Character Encodings in Linux

The issue of how bits and bytes of a text file are interpreted and displayed as letters on the computer, and how a computer user can type letters in, is rather complicated. This document explains the related concepts of character encoding, key code, and input method, especially as they refer to the GNU Linux operating system and software that runs on it.

Terminology

character encoding

The data in a document can be thought of as a string of 0’s and 1’s: binary numbers. These numbers are always grouped into bytes which is a set of 8 bits. A byte can be interpreted as a number from 0 to 255.

A character encoding is a re-interpretation of these numbers as characters from human language alphabets.

The most famous encoding is the old ASCII encoding, which interprets numbers in the range 33–126 as characters found on the keys of an American typewriter. (The remaining characters 0–33 and 127 are used as device control characters: carriage return, tab, newline, delete, etc.) ASCII uses only the first half of the possible numbers in a byte, so it is called a “7-bit” encoding. This encoding only barely suffices for American English, however. Many other encodings have been developed to encode other languages.

The first 127 characters of most (but not all) encodings are ASCII. This is a good thing because it means that the US English part of any text can be understood (almost) independently of the encoding.

The character encoding to end all character encodings is Unicode, whose goal is to encode the writing systems of all the world’s languages (as well as many other symbolic systems). Variants of Unicode are UTF-8, UTF-16, and ISO-10646. To do this, it is insufficient to associate the 255 different bytes with characters, so Unicode uses multiple bytes to encode characters. It is therefore called a multi-byte encoding.

Computer systems have mostly completed the move to Unicode. There are many weak spots, and older systems often don't support it at all.

Before Unicode, dozens of other encoding systems were developed. Most of them were 8-bit encodings, specialized for a particular language, or for some small group of languages. These include the international standard ISO-9959 series, which enable one to type in both English and some other language or languages. Then there were series of encodings meant for a particular computer architecture, such as the PC CodePage (CP) series for IBM PC compatibles and Microsoft Windows, and the Macintosh encodings.

An 8-bit encoding is insufficient for ideogrammatic writing systems such as Chinese, Japanese, and Korean. So multi-byte encoding systems were developed for these: Big-5, JIS, and KSC.

key code

A key code identifies a particular key on the computer keyboard. Unfortunately, different manufacturers numbered their keyboards in incompatible ways. However, with knowledge of your keyboard brand and model, X-windows can sort this out.

input method

For English, we have to use the shift key to obtain upper-case letters. In other languages, it is necessary to use other combinations of keys to obtain accent marks. In many languages, complex combinations of keys may be required to obtain a given character. For a given writing system, an input method is the computer algorithm which obtains a character from a combination of key strokes. Notice that some languages may have several input methods.

keyboard layout

A keyboard layout is a mapping of the keys on the keyboard to character values.
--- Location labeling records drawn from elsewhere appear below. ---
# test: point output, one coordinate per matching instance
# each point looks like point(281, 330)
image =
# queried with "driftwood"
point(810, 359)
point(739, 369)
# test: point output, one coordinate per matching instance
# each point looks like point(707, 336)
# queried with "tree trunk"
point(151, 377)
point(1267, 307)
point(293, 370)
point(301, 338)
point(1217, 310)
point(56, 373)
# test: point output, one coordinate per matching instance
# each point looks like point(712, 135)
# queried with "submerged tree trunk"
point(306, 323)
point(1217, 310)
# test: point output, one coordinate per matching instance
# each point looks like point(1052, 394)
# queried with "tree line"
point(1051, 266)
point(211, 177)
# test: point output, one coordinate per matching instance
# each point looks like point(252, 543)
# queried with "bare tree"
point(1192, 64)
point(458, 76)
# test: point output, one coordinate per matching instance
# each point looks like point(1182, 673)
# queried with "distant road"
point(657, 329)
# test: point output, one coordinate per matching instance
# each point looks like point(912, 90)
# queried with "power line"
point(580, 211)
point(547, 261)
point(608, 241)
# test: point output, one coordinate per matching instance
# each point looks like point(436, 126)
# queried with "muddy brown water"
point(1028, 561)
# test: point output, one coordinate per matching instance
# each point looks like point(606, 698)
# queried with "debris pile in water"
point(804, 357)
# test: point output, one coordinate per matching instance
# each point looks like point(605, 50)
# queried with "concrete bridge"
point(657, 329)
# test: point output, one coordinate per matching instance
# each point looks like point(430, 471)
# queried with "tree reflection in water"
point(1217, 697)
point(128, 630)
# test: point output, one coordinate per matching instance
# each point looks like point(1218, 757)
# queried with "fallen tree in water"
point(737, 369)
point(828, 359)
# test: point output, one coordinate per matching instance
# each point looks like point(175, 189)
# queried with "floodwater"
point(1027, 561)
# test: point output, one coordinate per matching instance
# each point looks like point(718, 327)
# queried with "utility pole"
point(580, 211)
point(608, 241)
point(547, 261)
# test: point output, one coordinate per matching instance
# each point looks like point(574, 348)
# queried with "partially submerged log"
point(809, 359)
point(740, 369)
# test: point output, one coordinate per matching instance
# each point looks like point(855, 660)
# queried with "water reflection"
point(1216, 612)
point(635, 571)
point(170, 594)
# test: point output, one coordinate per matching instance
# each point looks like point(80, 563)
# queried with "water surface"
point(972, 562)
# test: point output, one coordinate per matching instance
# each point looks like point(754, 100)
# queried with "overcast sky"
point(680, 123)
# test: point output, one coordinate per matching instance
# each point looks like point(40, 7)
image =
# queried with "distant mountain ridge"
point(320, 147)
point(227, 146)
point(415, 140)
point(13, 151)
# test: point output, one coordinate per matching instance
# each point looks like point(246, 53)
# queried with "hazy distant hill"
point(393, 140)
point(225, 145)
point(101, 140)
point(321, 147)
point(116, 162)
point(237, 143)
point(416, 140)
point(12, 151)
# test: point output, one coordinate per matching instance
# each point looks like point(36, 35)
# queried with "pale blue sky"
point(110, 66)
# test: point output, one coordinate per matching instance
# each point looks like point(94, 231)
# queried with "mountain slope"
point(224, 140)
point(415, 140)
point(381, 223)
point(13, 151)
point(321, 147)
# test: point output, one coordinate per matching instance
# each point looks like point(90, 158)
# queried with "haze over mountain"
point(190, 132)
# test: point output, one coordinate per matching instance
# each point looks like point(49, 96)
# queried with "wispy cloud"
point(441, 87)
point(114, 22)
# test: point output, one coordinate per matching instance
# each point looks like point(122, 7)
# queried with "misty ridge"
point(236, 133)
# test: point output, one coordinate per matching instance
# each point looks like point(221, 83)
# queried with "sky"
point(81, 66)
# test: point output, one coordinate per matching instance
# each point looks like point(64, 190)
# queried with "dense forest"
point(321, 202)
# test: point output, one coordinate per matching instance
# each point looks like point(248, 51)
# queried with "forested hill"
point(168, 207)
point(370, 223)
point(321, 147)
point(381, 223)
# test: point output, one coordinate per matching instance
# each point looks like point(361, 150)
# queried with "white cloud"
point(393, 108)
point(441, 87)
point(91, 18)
Usually, if you have a U.S. English keyboard, you expect the character produced by typing a certain key to correspond to the letter displayed on the key. But of course the plastic letter has no direct bearing on the function of the keyboard --- that is determined by software, and the software can be changed, so that pushing a key produces a character different from what is displayed on the key.

This can be very useful for people who regularly type in more than one language. By switching the keyboard layout between, say U.S. English QWERTY, and a standard German layout, they can conveniently type text in one language or the other.
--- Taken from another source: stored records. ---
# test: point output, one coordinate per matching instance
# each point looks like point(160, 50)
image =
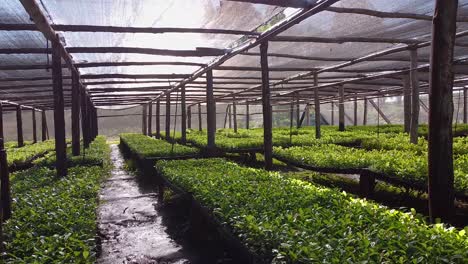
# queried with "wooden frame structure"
point(402, 70)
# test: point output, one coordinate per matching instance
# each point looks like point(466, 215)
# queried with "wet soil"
point(135, 227)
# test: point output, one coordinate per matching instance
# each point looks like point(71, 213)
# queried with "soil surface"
point(135, 228)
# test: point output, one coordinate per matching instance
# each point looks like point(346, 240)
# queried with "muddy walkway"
point(132, 227)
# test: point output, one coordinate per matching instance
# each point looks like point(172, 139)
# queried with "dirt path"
point(130, 226)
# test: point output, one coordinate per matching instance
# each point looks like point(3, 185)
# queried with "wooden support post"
point(43, 125)
point(441, 175)
point(1, 127)
point(144, 119)
point(150, 119)
point(234, 114)
point(210, 112)
point(168, 117)
point(267, 119)
point(465, 107)
point(189, 117)
point(379, 111)
point(75, 112)
point(84, 118)
point(34, 125)
point(229, 116)
point(247, 115)
point(341, 125)
point(332, 113)
point(199, 118)
point(183, 127)
point(19, 126)
point(298, 112)
point(414, 97)
point(364, 118)
point(366, 184)
point(59, 111)
point(355, 111)
point(158, 119)
point(5, 195)
point(317, 108)
point(407, 102)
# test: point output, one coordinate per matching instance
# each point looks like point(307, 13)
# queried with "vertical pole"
point(364, 118)
point(59, 111)
point(1, 126)
point(150, 119)
point(199, 118)
point(34, 125)
point(144, 119)
point(414, 96)
point(19, 126)
point(341, 108)
point(5, 184)
point(183, 126)
point(234, 114)
point(247, 115)
point(230, 116)
point(84, 118)
point(333, 113)
point(355, 111)
point(158, 119)
point(267, 120)
point(441, 192)
point(317, 108)
point(189, 117)
point(75, 112)
point(407, 102)
point(43, 125)
point(168, 117)
point(465, 110)
point(298, 112)
point(210, 112)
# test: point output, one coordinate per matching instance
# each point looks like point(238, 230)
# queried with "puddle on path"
point(132, 227)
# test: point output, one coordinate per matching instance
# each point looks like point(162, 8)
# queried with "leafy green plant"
point(290, 221)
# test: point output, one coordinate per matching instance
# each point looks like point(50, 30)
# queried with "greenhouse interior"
point(233, 131)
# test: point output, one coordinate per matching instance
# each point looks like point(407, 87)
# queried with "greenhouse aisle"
point(130, 226)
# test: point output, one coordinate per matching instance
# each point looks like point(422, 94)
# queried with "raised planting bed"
point(22, 158)
point(53, 219)
point(289, 221)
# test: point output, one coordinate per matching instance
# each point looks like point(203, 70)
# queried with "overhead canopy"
point(130, 52)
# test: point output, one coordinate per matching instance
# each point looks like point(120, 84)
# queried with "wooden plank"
point(364, 118)
point(266, 108)
point(407, 102)
point(19, 126)
point(34, 125)
point(75, 114)
point(414, 96)
point(168, 117)
point(379, 111)
point(317, 109)
point(150, 119)
point(144, 119)
point(441, 174)
point(341, 113)
point(158, 119)
point(199, 118)
point(43, 125)
point(114, 29)
point(5, 193)
point(59, 112)
point(183, 125)
point(198, 52)
point(210, 113)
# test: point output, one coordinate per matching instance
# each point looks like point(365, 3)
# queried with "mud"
point(135, 228)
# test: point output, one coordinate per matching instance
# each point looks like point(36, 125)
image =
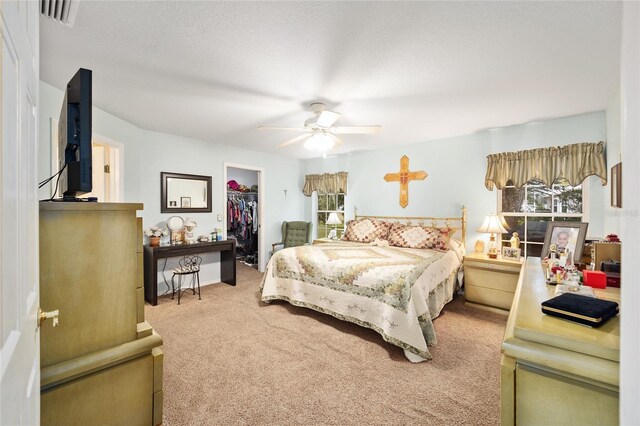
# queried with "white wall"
point(614, 156)
point(456, 168)
point(242, 176)
point(147, 153)
point(630, 225)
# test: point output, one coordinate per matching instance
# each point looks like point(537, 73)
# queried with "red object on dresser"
point(595, 279)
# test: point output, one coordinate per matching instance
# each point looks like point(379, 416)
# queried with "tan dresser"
point(490, 282)
point(102, 364)
point(554, 371)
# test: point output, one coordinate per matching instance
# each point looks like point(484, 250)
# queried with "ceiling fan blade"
point(294, 140)
point(336, 139)
point(327, 118)
point(358, 129)
point(300, 129)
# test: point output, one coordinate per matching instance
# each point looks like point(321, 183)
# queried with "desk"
point(227, 251)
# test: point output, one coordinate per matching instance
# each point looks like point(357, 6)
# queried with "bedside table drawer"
point(488, 278)
point(489, 296)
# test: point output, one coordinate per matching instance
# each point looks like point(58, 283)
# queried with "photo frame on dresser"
point(510, 253)
point(569, 235)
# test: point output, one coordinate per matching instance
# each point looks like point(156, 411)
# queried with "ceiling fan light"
point(319, 142)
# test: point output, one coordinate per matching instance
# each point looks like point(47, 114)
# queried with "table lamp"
point(492, 225)
point(333, 220)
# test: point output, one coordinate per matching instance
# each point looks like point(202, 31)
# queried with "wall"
point(456, 169)
point(147, 153)
point(630, 225)
point(243, 176)
point(614, 155)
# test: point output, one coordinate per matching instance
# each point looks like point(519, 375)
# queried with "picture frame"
point(616, 185)
point(510, 253)
point(570, 235)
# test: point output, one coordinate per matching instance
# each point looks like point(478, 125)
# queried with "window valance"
point(328, 183)
point(573, 162)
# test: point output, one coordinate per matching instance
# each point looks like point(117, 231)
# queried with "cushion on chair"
point(296, 233)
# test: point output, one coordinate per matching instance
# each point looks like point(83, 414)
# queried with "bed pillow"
point(366, 230)
point(458, 248)
point(419, 237)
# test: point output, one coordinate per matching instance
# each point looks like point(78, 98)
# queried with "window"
point(526, 210)
point(328, 203)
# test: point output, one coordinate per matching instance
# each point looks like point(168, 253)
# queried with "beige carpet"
point(230, 359)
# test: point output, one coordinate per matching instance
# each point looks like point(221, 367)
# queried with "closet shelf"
point(240, 192)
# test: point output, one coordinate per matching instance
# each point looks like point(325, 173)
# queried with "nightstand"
point(490, 282)
point(323, 240)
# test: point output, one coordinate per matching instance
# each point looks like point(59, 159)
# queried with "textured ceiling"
point(423, 70)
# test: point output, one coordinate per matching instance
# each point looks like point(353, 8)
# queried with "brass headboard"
point(457, 223)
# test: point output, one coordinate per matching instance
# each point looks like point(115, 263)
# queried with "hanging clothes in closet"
point(242, 224)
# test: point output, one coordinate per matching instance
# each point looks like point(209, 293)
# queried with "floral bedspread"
point(394, 291)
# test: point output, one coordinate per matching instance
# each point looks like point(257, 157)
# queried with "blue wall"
point(456, 167)
point(147, 153)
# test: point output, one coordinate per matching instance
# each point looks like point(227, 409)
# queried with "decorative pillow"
point(419, 237)
point(366, 230)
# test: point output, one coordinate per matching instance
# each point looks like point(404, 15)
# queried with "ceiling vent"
point(63, 11)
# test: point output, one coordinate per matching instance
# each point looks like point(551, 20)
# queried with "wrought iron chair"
point(187, 266)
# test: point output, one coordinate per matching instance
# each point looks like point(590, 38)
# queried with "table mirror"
point(183, 193)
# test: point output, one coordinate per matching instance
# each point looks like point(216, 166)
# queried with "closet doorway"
point(244, 212)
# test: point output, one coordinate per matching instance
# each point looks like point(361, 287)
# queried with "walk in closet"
point(242, 213)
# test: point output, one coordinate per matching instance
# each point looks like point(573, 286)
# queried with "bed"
point(393, 286)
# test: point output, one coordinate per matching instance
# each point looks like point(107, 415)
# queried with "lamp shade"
point(333, 219)
point(504, 223)
point(492, 225)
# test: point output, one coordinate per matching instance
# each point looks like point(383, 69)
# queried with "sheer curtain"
point(573, 162)
point(328, 183)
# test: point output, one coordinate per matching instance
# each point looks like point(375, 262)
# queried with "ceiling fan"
point(318, 130)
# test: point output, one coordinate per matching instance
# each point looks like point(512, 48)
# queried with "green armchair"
point(294, 234)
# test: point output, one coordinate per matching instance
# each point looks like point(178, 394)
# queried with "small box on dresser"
point(490, 282)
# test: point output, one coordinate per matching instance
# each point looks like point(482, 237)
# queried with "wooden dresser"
point(490, 282)
point(102, 364)
point(554, 371)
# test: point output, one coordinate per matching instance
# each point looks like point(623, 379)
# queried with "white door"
point(19, 338)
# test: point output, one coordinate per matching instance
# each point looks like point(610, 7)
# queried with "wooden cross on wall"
point(404, 177)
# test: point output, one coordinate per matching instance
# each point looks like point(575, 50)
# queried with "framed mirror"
point(181, 193)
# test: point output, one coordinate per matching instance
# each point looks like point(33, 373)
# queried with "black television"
point(74, 137)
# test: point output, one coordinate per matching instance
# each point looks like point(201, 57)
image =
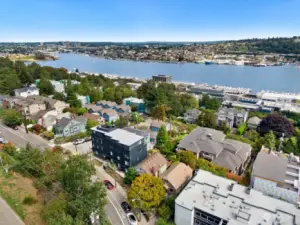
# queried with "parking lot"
point(83, 148)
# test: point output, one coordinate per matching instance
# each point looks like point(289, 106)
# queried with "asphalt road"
point(20, 138)
point(7, 215)
point(113, 208)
There are also multiple keyboard layouts for individual languages. For English, there is the conventional U.S. American QWERTY layout, as well as the more efficient DVORAK layout; and then there is the standard U.K. English layout.

KDE

Control of the keyboard layout is provided by the Keyboard Layout module of the KDE Control Center.

Gnome

Control of the keyboard layout is provided by the Keyboard Layout module of the System Settings utility.

In addition to English, I type often in German and occasionally French For this, I find the layout “U.S. English” convenient.

Under Options set your preferred "Compose Key", which will be used to type non-English letters and characters. I use the "right-Alt" key for this purpose.

Applications

Setting the keyboard layout only allows for the possibility of X-windows to enter special symbols. This does not mean a given application can accept the symbols.

Some older applications such as Kterm have built-in input methods.

Applications linked with the KDE 3 or Gnome 2 libraries should be able to accept general Unicode typing. That is, you should be able to type any language, given you have the fonts and know how to work the input method for that language.

Recent versions of the text editors KWrite and Gedit are both Unicode enabled (but in different ways: Gedit assumes everything is Unicode; KWrite will open and save files in a variety of encodings). The mail client Balsa is also Unicode enabled.